A new production of Photograph 51 will take the Toledo Repertoire Theatre stage beginning March 9. The show’s director, David DeChristopher, said that he thinks audiences will be surprised by all the notes this particular show plays during its relatively brief running time.

Pure storytelling

“It is a dramedy based on real events,” DeChristopher said. “It makes science explicable for people. It’s also sort of an office… I don’t want to say comedy, but it’s about the relationships of people who are working together in an office.

“It also is pure storytelling, narrated to the audience by all of the characters, in a fluid narration of scenes. It’s very accessible,” he added. “If you don’t know anything [about the story], you’ll find it fascinating, and if you know something about science, it will deepen your understanding.”

As part of his responsibilities as the Rep’s artistic director, DeChristopher estimated that he suggests almost 80 percent of the plays that the Rep eventually puts up, including this “engaging and entertaining” piece. He noted how modern audiences will be able to identify and recognize the pattern of institutional sexism that led to Franklin’s work being overlooked.
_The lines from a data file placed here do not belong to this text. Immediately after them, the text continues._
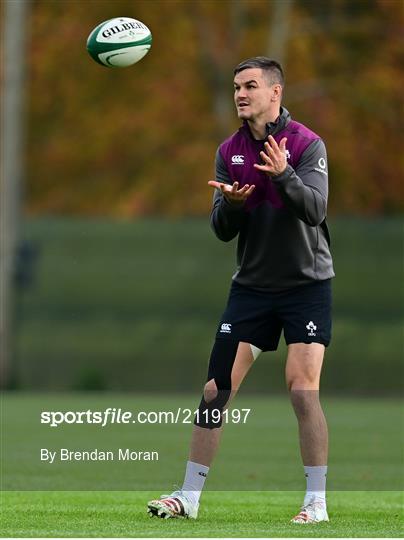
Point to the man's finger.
(266, 158)
(269, 150)
(273, 143)
(282, 145)
(243, 189)
(215, 184)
“It also speaks to the issue of office decorum and relationships,” DeChristopher said. “There’s no sexual anything, but in light of all the recent revelations, issues come up about workplace relationships, and proper channeling. But also, like Hidden Figures, it does speak to women getting shoved to the side or stereotypes being propagated against them.”


Quiet enthusiasm

DeChristopher looked for performers who would not be overwhelmed by the necessary British accents, while being able to embody the quiet enthusiasm scientists often have toward their work. “I was looking for people who were able to be communicative and also be subtle,” he said.

“There’s a whole protocol of the way people behave in the sciences. You don’t want to see somebody excited; you want to see somebody true to what the protocol is in their world. So a lot of it is the way they use words— it’s a subtlety.”
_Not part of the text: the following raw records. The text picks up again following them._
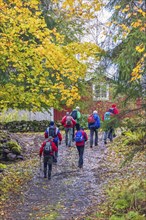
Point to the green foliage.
(15, 176)
(2, 166)
(14, 147)
(83, 121)
(7, 116)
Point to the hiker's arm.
(54, 148)
(59, 136)
(78, 115)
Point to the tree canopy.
(38, 69)
(127, 29)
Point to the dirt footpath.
(72, 192)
Like Rosalind Franklin and the scientists who came together to solve one of mankind’s endearing mysteries, this cast and crew’s spirit of invention and collaboration is an inspiration to DeChristopher.

“Often you work on a play and you’re excited to get in rehearsal, and it feels very elemental, the bones don’t hold up, and you sort of get bored. This time, every time I go in, I find wonderful new things.”

$20/general. $18/seniors. $12/students
$10/children age 13 and younger

March 9-25. 8pm, Thursdays-Saturdays. 2:30pm, Sundays

The Toledo Repertoire Theatre, 16 10th St.